ROBERT KROMKA et al. v. VALERIE L. MANKOFF

Annotate this Case

 

NOT FOR PUBLICATION WITHOUT THE

APPROVAL OF THE APPELLATE DIVISION

SUPERIOR COURT OF NEW JERSEY

APPELLATE DIVISION

DOCKET NO. A-3554-04T13554-04T1

ROBERT KROMKA and his wife

MICHELLE KROMKA,

Plaintiffs-Appellants,

v.

VALERIE L. MANKOFF,

Defendants-Respondents,

and

STATE FARM INDEMNITY and STATE

FARM INSURANCE COMPANY,

Defendants.

________________________________________________________________

 

Argued March 7, 2006 - Decided April 25, 2006

Before Judges Lisa and S.L. Reisner.

On appeal from the Superior Court of New Jersey, Law Division, Morris County, L-2198-01.

Lane M. Ferdinand argued the cause for appellants.

Edward J. Rebenack argued the cause for respondent (Hoagland, Longo, Moran, Dunst & Doukas, attorneys; John C. Simons, of counsel and on the brief).

PER CURIAM

Plaintiff, Robert Kromka, appeals from a summary judgment dismissing his motor vehicle personal injury complaint for failure to satisfy the limitation on lawsuit threshold. See N.J.S.A. 39:6A-8a. Plaintiff argues on appeal that the motion judge applied the incorrect standard in determining whether plaintiff's psychological disorder meets the requirements of the limitation on lawsuit threshold. We reject plaintiff's argument and affirm.

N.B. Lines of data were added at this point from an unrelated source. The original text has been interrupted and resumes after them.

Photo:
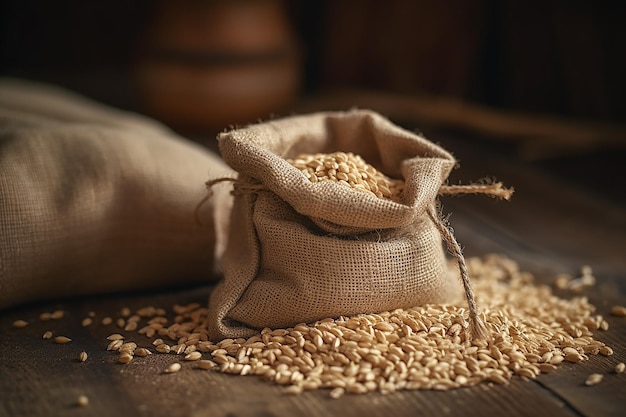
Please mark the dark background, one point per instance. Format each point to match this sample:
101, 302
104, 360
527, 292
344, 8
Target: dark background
562, 59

The accident occurred on September 27, 1999. Plaintiff was treated at a local emergency room, where he was diagnosed with contusions to the head and back and a cervical sprain. The emergency room record did not reflect a diagnosis of concussion. Plaintiff underwent a subsequent course of treatment, including by Dr. Walter G. Husar, a neurologist. Plaintiff's complaints of symptoms included forgetfulness, loss of concentration, anxiety, depression, and restlessness. Plaintiff underwent an MRI, CT scan, EEG, and Brainstem Auditory Evoked Potential Test, all of which yielded negative results. Husar diagnosed plaintiff with post-concussion syndrome. He acknowledged in his deposition testimony, however, that his conclusion that plaintiff suffered from any cognitive deficits were based only upon history, and not upon any objective testing.

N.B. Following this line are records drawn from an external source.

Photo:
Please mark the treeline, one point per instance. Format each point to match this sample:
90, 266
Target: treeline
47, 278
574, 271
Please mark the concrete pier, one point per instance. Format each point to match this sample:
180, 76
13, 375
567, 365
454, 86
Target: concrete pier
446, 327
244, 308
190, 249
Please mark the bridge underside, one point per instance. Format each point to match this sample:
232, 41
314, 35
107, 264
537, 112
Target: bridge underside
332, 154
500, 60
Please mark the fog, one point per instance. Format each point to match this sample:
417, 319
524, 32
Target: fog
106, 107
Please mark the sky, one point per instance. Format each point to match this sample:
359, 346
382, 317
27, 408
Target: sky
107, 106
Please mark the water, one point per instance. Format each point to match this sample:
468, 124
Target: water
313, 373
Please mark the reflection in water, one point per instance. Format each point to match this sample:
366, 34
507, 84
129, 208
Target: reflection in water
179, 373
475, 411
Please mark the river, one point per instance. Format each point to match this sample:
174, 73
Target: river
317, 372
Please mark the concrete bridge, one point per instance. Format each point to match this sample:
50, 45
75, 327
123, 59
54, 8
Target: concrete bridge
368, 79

Nearly three years after the accident, plaintiff's attorney referred plaintiff to Andrew Brown, III, Ph.D., a neuropsychologist, for an evaluation. Brown saw plaintiff on one occasion, July 24, 2002. In his report, Brown noted that the purpose of the referral was occasioned by plaintiff's persistent complaints of memory loss, and he was asked to assess the current status of plaintiff's brain-behavior functioning. Brown took a history from plaintiff and reviewed Husar's reports and the reports of the diagnostic tests that we mentioned.

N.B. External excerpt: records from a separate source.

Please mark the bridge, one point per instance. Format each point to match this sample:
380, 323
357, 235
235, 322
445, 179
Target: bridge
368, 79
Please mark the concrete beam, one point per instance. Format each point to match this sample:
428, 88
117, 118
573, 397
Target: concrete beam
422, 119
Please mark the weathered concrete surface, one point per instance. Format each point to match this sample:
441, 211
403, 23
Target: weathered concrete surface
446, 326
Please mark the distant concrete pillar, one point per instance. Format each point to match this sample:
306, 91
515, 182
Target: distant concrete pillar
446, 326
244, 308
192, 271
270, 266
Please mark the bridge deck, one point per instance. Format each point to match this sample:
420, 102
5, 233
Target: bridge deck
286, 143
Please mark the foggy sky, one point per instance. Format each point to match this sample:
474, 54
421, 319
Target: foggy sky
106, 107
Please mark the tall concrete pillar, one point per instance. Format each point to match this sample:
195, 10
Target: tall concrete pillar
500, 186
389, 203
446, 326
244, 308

Brown administered a series of psychological tests. He concluded that plaintiff "will experience considerable difficulty executing vocational tasks that require efficient visual spatial integrity and executive mental and motor controls. His liabilities render him vulnerable to occupational hazards if placed in work settings that require processing demands which have been attenuated." Brown opined "that to a reasonable degree of Psychological probability, Mr. Kromka's defects are due to his September 27, 1999 automobile accident."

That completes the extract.